En somme, c’est un jeu, un jeu avec la langue, avec la vie, avec le temps. Et qu’est-ce que ça pourrait être d’autre ? Ça a l’air très noir, c’est très noir, mais c’est tout de même un jeu, un mot en appelle un autre pour jouer avec lui, leurs sonorités les rapprochent, les mots glissent l’un sur l’autre, le sens glisse, évidemment dans une version traduite (en l’occurrence par Sophie Andrée Herr) on ne peut que supposer que les jeux de mots et de langue sont décalqués de l’original, et on se demande comment c’est possible, le fait est que ça marche très bien en français (vielle/vieille par exemple, « ma vielle bien vieille »). C’est cela la musique, c’est ce jeu permanent des sons et du sens, ce dérapage, ces bifurcations. Les mots commandent, pas les idées. La langue joue, l’écrivain se fait le terrain de jeu de la langue, son corps devient l’instrument de ce jeu, la géographie du voyage, les mots le parcourent de leur souffle de sorte qu’il ne vit plus qu’à leur rythme, les mots imposent leur rythme au corps de l’écrivain qui n’est plus que la caisse de résonance de leur tintamarre, le lieu d’une déformation grotesque, d’un excès, d’une exagération, d’un éclat de rire, le pire ou l’effroi allant jusque-là. C’est de l’art, et en tant que tel, parce qu’il est grand, c’est enfantin (le temps est un enfant qui joue). Chez Jelinek les enfants se rient du père, et c’est très bien comme ça - Michaux a dit qu’on les avait surestimés. Quant au livre, quant à sa forme, son sujet, sa structure - 8 blocs ou monologues composent le Winterreise, mais quand on a dit ça on n’a rien dit du tout -, disons que ce n’est pas ce qui semble primer dans l’art de Jelinek. Ce serait plutôt la langue, la langue et son renouvellement, sa remise en cause, sa mise en crise et sa refonte (et si la question de la forme subsiste, c’est en tant que forme disjointe, soumise à des forces qui éloignent, déboîtent, désaccordent).

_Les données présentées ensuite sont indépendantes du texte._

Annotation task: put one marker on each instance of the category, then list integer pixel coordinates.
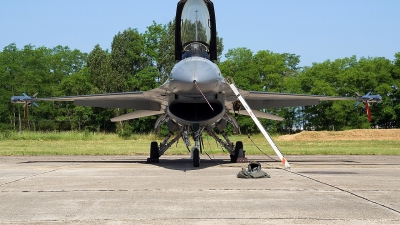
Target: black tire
(238, 152)
(196, 157)
(154, 150)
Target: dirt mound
(358, 135)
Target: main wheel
(196, 157)
(154, 155)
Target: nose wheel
(196, 157)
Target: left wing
(264, 100)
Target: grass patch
(86, 143)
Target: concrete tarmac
(125, 190)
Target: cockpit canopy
(195, 23)
(195, 31)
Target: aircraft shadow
(181, 164)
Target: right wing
(154, 100)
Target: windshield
(195, 22)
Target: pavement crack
(344, 190)
(34, 175)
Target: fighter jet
(196, 98)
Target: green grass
(75, 143)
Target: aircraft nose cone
(195, 69)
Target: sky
(317, 30)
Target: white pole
(257, 122)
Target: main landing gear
(237, 154)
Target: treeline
(142, 61)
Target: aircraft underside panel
(143, 103)
(189, 112)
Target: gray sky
(316, 30)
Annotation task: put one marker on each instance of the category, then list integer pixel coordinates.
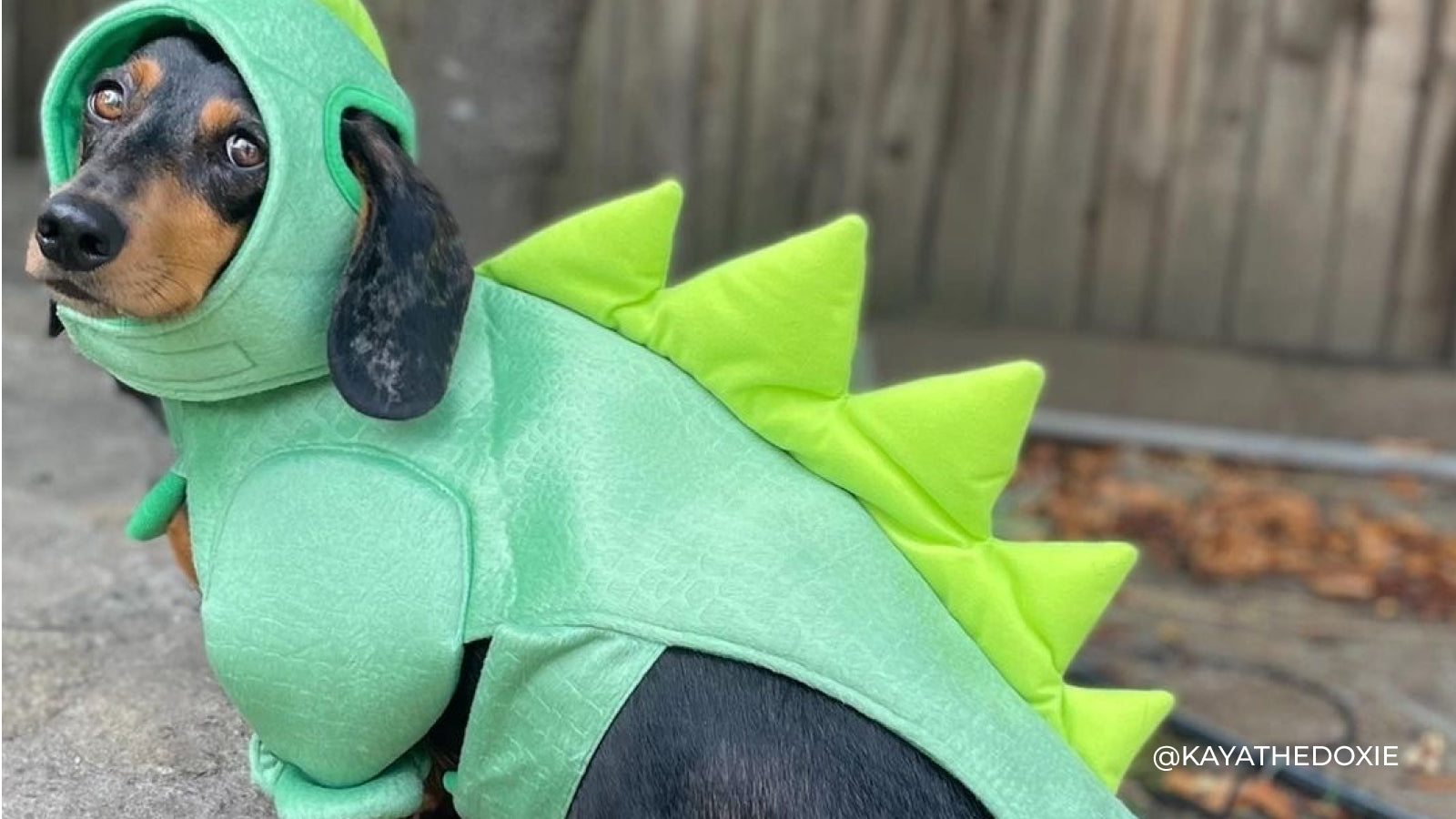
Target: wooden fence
(1271, 175)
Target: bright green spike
(1108, 727)
(602, 259)
(781, 318)
(356, 16)
(1062, 589)
(958, 435)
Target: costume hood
(262, 325)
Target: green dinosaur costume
(618, 467)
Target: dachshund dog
(174, 167)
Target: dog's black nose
(77, 234)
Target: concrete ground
(109, 707)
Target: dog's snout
(79, 234)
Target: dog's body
(165, 197)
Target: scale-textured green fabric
(618, 467)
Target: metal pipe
(1244, 445)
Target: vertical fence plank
(594, 98)
(783, 108)
(1220, 171)
(1283, 264)
(907, 149)
(1220, 113)
(1420, 324)
(855, 56)
(1067, 91)
(994, 46)
(1133, 196)
(660, 80)
(725, 36)
(1388, 99)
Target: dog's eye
(244, 152)
(108, 101)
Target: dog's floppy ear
(404, 296)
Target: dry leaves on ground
(1235, 522)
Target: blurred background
(1227, 227)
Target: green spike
(1063, 588)
(353, 15)
(602, 259)
(784, 318)
(1108, 727)
(958, 435)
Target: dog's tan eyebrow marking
(220, 116)
(146, 73)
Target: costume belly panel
(339, 636)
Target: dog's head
(172, 169)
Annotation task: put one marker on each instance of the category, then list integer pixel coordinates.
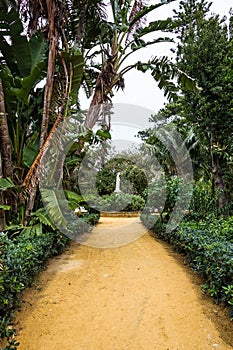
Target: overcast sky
(141, 88)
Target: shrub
(208, 247)
(117, 202)
(23, 256)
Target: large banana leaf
(15, 49)
(23, 60)
(37, 47)
(6, 183)
(31, 150)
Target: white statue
(118, 183)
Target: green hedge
(208, 247)
(23, 256)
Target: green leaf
(104, 134)
(144, 12)
(6, 183)
(31, 150)
(43, 217)
(5, 207)
(55, 203)
(73, 196)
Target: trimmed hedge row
(21, 259)
(209, 251)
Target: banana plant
(118, 40)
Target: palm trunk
(52, 36)
(2, 212)
(31, 176)
(5, 144)
(30, 184)
(217, 178)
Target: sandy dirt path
(139, 297)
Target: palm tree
(74, 33)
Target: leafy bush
(117, 202)
(24, 252)
(208, 247)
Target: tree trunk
(2, 212)
(217, 178)
(5, 142)
(32, 176)
(30, 184)
(53, 39)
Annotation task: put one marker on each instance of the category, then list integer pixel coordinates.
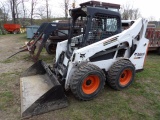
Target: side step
(40, 91)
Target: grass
(141, 101)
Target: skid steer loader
(101, 53)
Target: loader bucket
(40, 91)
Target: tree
(4, 12)
(33, 5)
(12, 7)
(129, 13)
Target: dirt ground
(10, 71)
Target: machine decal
(139, 55)
(110, 41)
(82, 55)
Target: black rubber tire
(81, 74)
(50, 47)
(121, 74)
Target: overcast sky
(148, 8)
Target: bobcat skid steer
(101, 53)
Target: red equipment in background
(153, 35)
(12, 28)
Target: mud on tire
(121, 74)
(87, 81)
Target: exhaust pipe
(40, 91)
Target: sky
(148, 8)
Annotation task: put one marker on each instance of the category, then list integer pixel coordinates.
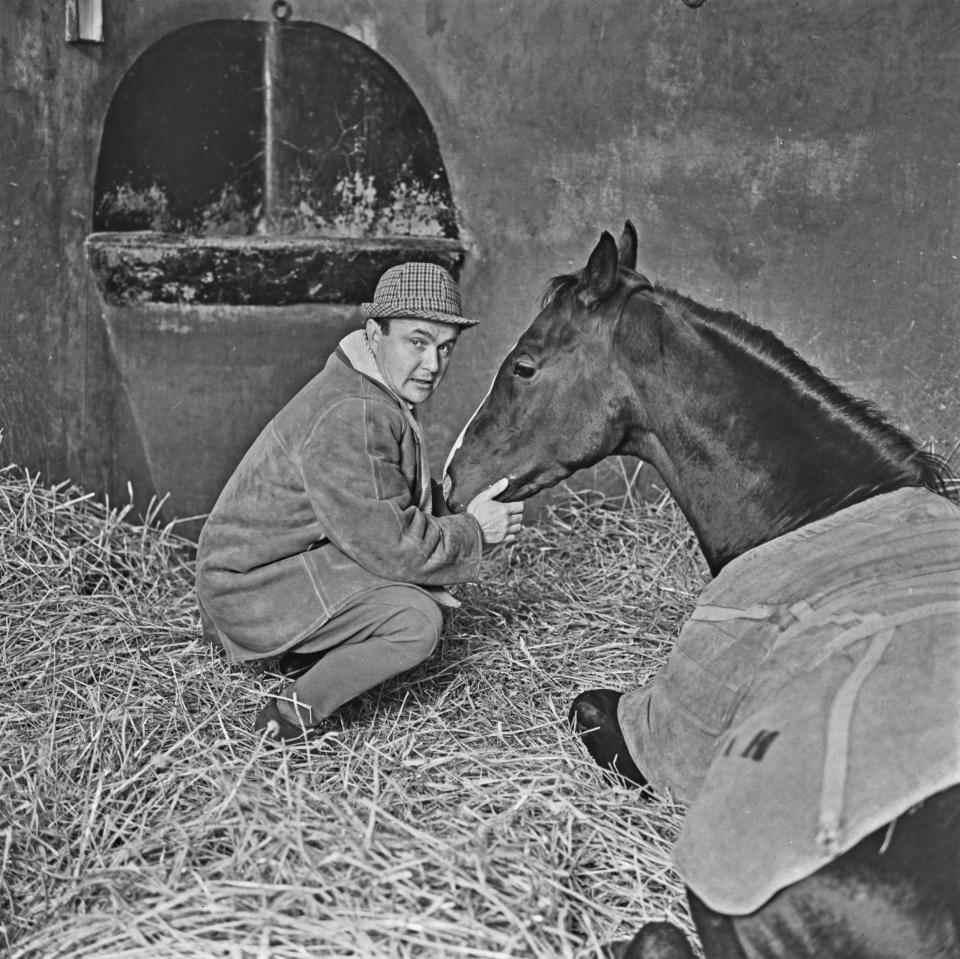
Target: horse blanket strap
(812, 697)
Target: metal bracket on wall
(84, 21)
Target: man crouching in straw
(330, 543)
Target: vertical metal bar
(271, 158)
(84, 21)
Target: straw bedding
(454, 814)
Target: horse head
(560, 400)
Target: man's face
(413, 356)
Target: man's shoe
(276, 728)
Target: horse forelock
(891, 444)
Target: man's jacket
(333, 499)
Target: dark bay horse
(758, 448)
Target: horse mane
(892, 445)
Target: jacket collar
(356, 351)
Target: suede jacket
(333, 499)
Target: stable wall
(795, 163)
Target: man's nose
(431, 360)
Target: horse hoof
(593, 717)
(656, 940)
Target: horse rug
(812, 697)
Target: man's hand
(499, 522)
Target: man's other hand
(499, 522)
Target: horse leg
(656, 940)
(593, 717)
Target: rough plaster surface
(797, 163)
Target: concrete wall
(797, 163)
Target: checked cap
(417, 291)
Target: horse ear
(628, 246)
(600, 275)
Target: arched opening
(254, 181)
(271, 163)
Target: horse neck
(756, 461)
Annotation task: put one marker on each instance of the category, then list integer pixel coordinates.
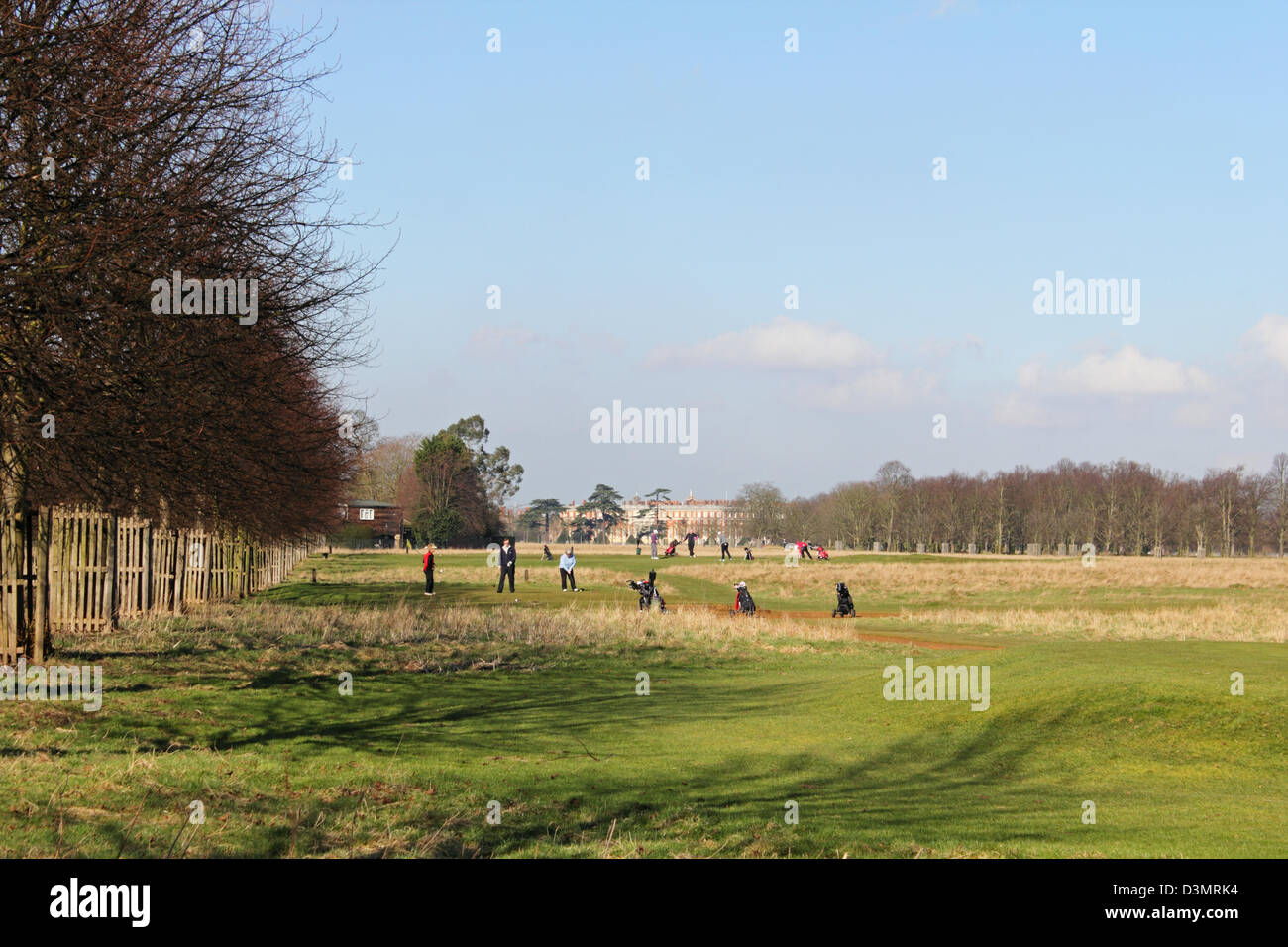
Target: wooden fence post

Pas de Dieu pour justifier les tremblements de terre et leur prêter un sens, le temps qu’inaugure la littérature émancipée, la littérature laïque, a renoncé au Livre qui imite et explique, raisonne et signifie (l’histoire, avec son début et sa fin). On ne doit pas s’en émouvoir outre mesure, le réveil de l’écriture romanesque est à ce prix. Le lecteur est encore trop souvent ce petit dieu qui juge, on aimerait qu’il soit quelqu’un qui écoute et qui crée. Plus exactement que, pour le lecteur, le livre soit cette chose qu’il crée et qui le crée, le lieu d’une expérience fondatrice en cela qu’elle lui permet de s’éprouver lui-même comme affectant et affecté, lu et lisant. Ni démiurge, ni strictement passif, le vivant est un mixte des deux. Et le livre, un morceau de temps abritant la subjectivité d’un être qui n’est pas encore, qui ne cesse de naître, de vivre, si vivre est bien cet effort constant de renaître autrement.

Pascal Gibourg - 20 avril 2012

[1Voir Deleuze, Critique et clinique, « Sur quatre formules poétiques qui pourraient résumer la philosophie kantienne ».